Tylko Tuskowi zależy na zerwaniu wszelkich więzi społecznych (poza klanowymi i wręcz mafijnymi, gdy chodzi o przyszłą grupę trzymającą władzę), żeby łatwiej było narzucić totalistyczne rozwiązania. Na zasadzie: lepszy zamordyzm niż chaos. Plan jest prosty: trzeba doprowadzić do takiego rozstrojenia społeczeństwa, żeby każde totalne rozwiązanie było lepsze od wszechogarniającej destrukcji.
Wszystko, co negatywnego widać w kampanii wyborczej, byłoby jeszcze wzmocnione po ewentualnym wygraniu wyborów przez Tuska. Tłumaczono by, że nie ma wyjścia, skoro po stronie opozycji nie byłoby zgody na dyktaturę szefa PO i na utrzymanie jego przywództwa. To, co od Tuska spotkało w przeszłości Macieja Płażyńskiego, Andrzeja Olechowskiego, Jana Rokitę, Zytę Gilowską czy Pawła Piskorskiego byłoby igraszką wobec tego, co musieliby znosić ci, którzy nie zgadzaliby się z dyktatem Tuska, a znaleźli w jednym politycznym układzie z nim.

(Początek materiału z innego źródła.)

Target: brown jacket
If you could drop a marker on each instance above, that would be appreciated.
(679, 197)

Władza Tuska musiałaby być możliwie najbardziej bezwzględna, także wobec „swoich”, żeby mógł on zrealizować zobowiązania wobec zagranicy, z jakimi latem 2021 r. wrócił do polskiej polityki. A długofalowym celem Tuska jako lidera i wodza koncepcji monopartyjnych rządów - mimo koalicyjnej ich formy, jest najpierw pozbawienie innych niż PO partii tożsamości, potem wpędzenie ich w wewnętrzne konflikty i kłopoty, a na koniec rozbicie lub wchłonięcie przez Koalicję Obywatelską, tak jak zostały przez KO pożarte Nowoczesna, Inicjatywa Polska oraz Zieloni.
Donald Tusk nie chce żadnej koalicji, chce monopartyjnych rządów, bo tylko takie utrzymałyby go przy władzy i pozwoliły wywiązać się ze zobowiązań poczynionych wobec Brukseli i innych stolic. Tusk wie, że jako tylko jeden z liderów nie miałby szans na kontrolę ośrodka władzy, dlatego pozostałych liderów musi najpierw ubezwłasnowolnić, a potem uczynić marionetkami we własnej machinie władzy.
Były przewodniczący Rady Europejskiej nie wrócił do Polski, żeby cokolwiek „demokratyzować” czy dzielić się władzą. Wrócił, żeby zdobyć monopol władzy, a wszyscy inni mają mu w tym pomóc – dobrowolnie lub pod przymusem. Cała agresja Tuska, obrażanie różnych grup społecznych, pogardzanie każdym, kogo uzna za wroga, pomysły dyskryminacji i odwetu służą wyłącznie stworzeniu gruntu dla jego monowładzy. Dowodem na to, że z Tuskiem nie da się po dobroci dojść do żadnych równoprawnych ustaleń jest pakt senacki, zawarty wiele tygodni temu, lecz wciąż nie wypełniony treścią z powodu dyktatu przewodniczącego PO, zaporowych warunków i traktowania partnerów jak wrogów, a nie przyjaciół. Ewentualne rządy Tuska oznaczałyby nie tylko jakąś formę jego dyktatury, ale też zniszczenie innych opozycyjnych partii i ich liderów. Kolejne dowody poznajemy w kolejnych wystąpieniach Tuska podczas jego podróży po Polsce. Wszystko to sprawia, że Donald Tusk jest największym zagrożeniem przede wszystkim dla opozycji i nawet, jeśli będzie układał ewentualną rządzącą koalicję dopiero po wyborach, będzie dążył do realizacji swoich celów, nie licząc się z nikim i z niczym. Z Tuskiem możliwa jest tylko spalona ziemia.